A number of businesses have implemented Rave Guardian as a tool for enhancing employee safety. Rave Guardian´s features can help protect employees working remotely and travelling worldwide, and also in the office - where employees have the options of calling the business´s on-premises security personnel or summoning 911 emergency responders with the tap of a button.
However, problems can arise when using any mobile service to call for help from a large office building because of the difficulty in pinpointing the exact location of the caller. Although Rave Guardian´s GPS tracking feature can help determine the caller´s “X” and “Y” coordinates, GPS is unable to locate what floor a caller is calling from in a multistory building (the “Z” coordinate).
A similar situation can occur if an employee uses the business´s landline number to call 911. When 911 calls are made from private home landlines, 911 dispatchers are able to pinpoint the location of the caller by the address registered to the landline phone. In a multistory building, thousands of employees in hundreds of offices over multiple floors could be sharing the same telephone system.
How to Overcome Location Problems with Corporate Safety Profiles
One of the key features of Rave Guardian is the Personal Safety Profile. Each individual employee creates their own safety profile, and includes details about themselves that may be critical to first responders to know in the event of an emergency. Such details can include blood types, medical conditions, medications, allergies and mobility issues.
Personal Safety Profiles can only be accessed by 911 dispatchers and first responders when a 911 call is made from a phone number registered to the Personal Safety Profile.
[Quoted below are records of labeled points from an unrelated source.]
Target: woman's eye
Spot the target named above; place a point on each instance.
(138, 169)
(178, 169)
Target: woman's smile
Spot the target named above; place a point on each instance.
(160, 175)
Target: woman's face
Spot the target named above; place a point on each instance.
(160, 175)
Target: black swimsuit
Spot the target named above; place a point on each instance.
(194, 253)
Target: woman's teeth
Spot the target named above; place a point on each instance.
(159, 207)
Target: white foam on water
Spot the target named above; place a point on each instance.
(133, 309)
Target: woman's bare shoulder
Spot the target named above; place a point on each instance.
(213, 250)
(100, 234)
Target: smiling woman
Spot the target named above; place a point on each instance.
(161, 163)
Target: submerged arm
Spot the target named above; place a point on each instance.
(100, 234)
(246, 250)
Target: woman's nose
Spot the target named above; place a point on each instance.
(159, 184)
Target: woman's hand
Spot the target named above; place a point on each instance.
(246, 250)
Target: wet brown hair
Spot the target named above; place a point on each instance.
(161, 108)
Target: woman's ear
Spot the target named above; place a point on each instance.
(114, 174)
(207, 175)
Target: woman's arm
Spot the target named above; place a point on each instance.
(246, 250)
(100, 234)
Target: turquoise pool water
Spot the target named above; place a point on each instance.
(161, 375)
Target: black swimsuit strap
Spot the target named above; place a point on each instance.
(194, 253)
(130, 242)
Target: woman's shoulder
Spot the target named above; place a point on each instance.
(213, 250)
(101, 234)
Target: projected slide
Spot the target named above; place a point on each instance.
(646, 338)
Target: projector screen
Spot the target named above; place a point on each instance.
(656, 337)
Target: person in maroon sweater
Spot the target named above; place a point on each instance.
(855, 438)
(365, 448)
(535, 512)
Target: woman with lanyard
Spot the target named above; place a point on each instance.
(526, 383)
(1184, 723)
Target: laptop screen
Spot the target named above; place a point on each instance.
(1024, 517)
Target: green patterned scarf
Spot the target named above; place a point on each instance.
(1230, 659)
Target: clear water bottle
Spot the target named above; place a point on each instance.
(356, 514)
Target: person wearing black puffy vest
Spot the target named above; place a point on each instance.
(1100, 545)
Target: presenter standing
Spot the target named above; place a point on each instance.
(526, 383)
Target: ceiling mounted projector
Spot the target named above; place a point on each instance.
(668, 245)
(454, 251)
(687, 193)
Most employees will naturally include their work and mobile numbers in their profiles, but these do not necessarily help 911 dispatchers pinpoint the location of an employee in a large office building for the reasons given above.
However, if businesses create Corporate Safety Profiles that include information such as access points, floor plans, and utility shut-off points - and employees link their individual Personal Safety Profiles to the Corporate Safety Profiles - when an emergency incident occurs the employee only need give the office number or department they are calling from, and 911 dispatchers can locate them immediately.
What Additional Data Should be Included in Corporate Safety Profiles
Corporate Safety Profiles should be as comprehensive as possible in order to better prepare first responders attending an incident. In addition to highlighting access points, floor plans and utility shut-off points, corporate safety profiles should include:
- The location of fire extinguishers and AEDs.
- The location and codes for alarms.
- How to remotely access CCTV footage.
- Electronic door and gate codes.
- Contact information for key holders.
- Contact information for administrators.
- Contact information for security personnel.
Mobile phone carriers are working with the FCC to find a way of better tracing the origin of 911 calls from mobile callers located within multistory buildings. Currently trials are taking place using Wi-Fi hotspots and Bluetooth technology, but a truly accurate solution could be many years away. While we wait for a solution to be developed, it is recommended businesses create Corporate Safety Profiles and have employees link them to their own Personal Safety Profiles.